What do you guys think foir $19.95??


----------



## philo426 (Mar 4, 2009)

That orange Mustang is cool!


----------



## WesJY (Mar 4, 2004)

Great DEAL! :thumbsup:

Wes


----------



## RiderZ (Feb 19, 2007)

Nice haul !


----------



## wyatt641 (Jan 14, 2012)

bet the guy you got em from is not as happy as you.....lol..


----------



## alpink (Aug 22, 2010)

I'd say you stole em at that price.
any two of those is worth the price, so the rest are bonus.
including shipping?


----------



## tjetcar (Jul 7, 2009)

It happens every now and then, good one.


----------



## adiaz (Nov 26, 2012)

Shipping only additional $7


----------



## JordanZ870 (Nov 25, 2004)

Ya done GOOD! Congrats! :thumbsup:


----------



## LostDog44 (Mar 18, 2013)

I think you did great! I have seen pit kits go for $30.00 with just a few parts in them.


----------



## vansmack2 (Feb 9, 2012)

I'd say you did very good.


----------



## David S (Mar 31, 2013)

That was a very good deal!:thumbsup:

David S


----------



## sethndaddy (Dec 4, 2004)

I'd say I was sleeping at the wheel you lucky bastage.


----------



## rdm95 (May 8, 2008)

Not as good as yrs, but I think it was a good deal.. I can probably get my money back or even make a couple bucks, just by selling the pit kit
http://www.ebay.com/itm/140957284407?ssPageName=STRK:MEWNX:IT&_trksid=p3984.m1439.l2649


----------



## 60chevyjim (Feb 21, 2008)

cool deal I like them closed rivet afx chassis too


----------



## noddaz (Aug 6, 1999)

Heck ya!
Good score there...


----------



## rdm95 (May 8, 2008)

That AJ's wheelie pickup shoe assembly is pretty HTF I believe.
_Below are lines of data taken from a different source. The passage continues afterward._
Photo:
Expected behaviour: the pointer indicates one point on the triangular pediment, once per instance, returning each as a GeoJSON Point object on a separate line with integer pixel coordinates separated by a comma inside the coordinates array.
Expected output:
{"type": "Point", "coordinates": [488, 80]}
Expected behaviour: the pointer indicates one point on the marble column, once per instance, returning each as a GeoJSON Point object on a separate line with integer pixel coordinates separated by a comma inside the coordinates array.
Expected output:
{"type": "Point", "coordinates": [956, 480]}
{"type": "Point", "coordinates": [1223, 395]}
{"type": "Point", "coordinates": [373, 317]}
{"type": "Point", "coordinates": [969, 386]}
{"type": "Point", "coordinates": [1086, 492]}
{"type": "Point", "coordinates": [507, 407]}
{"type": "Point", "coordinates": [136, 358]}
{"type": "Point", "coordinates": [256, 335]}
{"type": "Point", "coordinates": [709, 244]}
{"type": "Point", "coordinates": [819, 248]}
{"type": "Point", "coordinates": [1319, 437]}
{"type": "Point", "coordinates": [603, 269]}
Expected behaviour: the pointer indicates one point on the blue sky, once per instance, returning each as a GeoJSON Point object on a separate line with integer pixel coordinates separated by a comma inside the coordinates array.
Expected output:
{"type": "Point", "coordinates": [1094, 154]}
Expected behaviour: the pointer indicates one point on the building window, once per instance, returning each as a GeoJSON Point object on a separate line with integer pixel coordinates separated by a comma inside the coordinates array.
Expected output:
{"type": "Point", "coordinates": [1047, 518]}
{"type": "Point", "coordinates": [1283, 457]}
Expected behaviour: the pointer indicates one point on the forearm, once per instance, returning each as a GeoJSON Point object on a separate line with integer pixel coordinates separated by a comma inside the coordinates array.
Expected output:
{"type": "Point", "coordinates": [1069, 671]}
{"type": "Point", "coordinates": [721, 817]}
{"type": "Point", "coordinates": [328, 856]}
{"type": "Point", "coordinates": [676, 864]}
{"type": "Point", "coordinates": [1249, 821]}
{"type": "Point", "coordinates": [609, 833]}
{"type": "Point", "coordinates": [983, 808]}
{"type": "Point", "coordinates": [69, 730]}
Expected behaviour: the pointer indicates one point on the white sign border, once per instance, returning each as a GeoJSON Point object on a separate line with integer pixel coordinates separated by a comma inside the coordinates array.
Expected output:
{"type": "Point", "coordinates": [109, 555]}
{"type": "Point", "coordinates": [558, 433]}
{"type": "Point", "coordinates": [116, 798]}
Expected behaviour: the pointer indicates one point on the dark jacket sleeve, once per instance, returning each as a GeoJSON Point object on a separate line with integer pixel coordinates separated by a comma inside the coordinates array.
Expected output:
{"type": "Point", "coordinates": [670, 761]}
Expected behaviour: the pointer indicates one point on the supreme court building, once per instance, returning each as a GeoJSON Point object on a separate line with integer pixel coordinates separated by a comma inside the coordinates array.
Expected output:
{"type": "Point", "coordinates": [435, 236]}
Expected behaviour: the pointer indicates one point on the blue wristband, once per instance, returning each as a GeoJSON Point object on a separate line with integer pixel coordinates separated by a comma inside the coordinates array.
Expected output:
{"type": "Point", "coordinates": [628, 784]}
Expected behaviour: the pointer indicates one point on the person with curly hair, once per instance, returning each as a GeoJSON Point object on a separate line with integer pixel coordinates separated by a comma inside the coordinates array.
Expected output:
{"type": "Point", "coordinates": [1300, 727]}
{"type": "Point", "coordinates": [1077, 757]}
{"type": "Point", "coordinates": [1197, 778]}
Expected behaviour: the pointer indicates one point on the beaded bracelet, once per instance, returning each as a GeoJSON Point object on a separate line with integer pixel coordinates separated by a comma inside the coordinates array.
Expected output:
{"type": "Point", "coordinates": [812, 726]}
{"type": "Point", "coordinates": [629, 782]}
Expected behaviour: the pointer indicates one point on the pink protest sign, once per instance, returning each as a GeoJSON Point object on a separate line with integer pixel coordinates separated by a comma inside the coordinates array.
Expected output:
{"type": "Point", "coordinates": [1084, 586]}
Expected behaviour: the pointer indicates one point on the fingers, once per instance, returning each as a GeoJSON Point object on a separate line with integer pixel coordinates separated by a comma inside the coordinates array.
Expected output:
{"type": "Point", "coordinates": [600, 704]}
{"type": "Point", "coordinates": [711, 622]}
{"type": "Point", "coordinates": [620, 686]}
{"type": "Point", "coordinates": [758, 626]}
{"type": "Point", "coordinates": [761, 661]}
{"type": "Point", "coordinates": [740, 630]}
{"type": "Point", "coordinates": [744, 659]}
Someone is selling a pair of them right now on eBay & theyre already bid to $30


----------



## rdm95 (May 8, 2008)

Didnt realize it until after getting this today, theres a Super II chassis in there.. It just got a little better!


----------



## RacerDave (Mar 28, 2006)

Great deal indeed. Good going. Love the Firebirds. Dave.


----------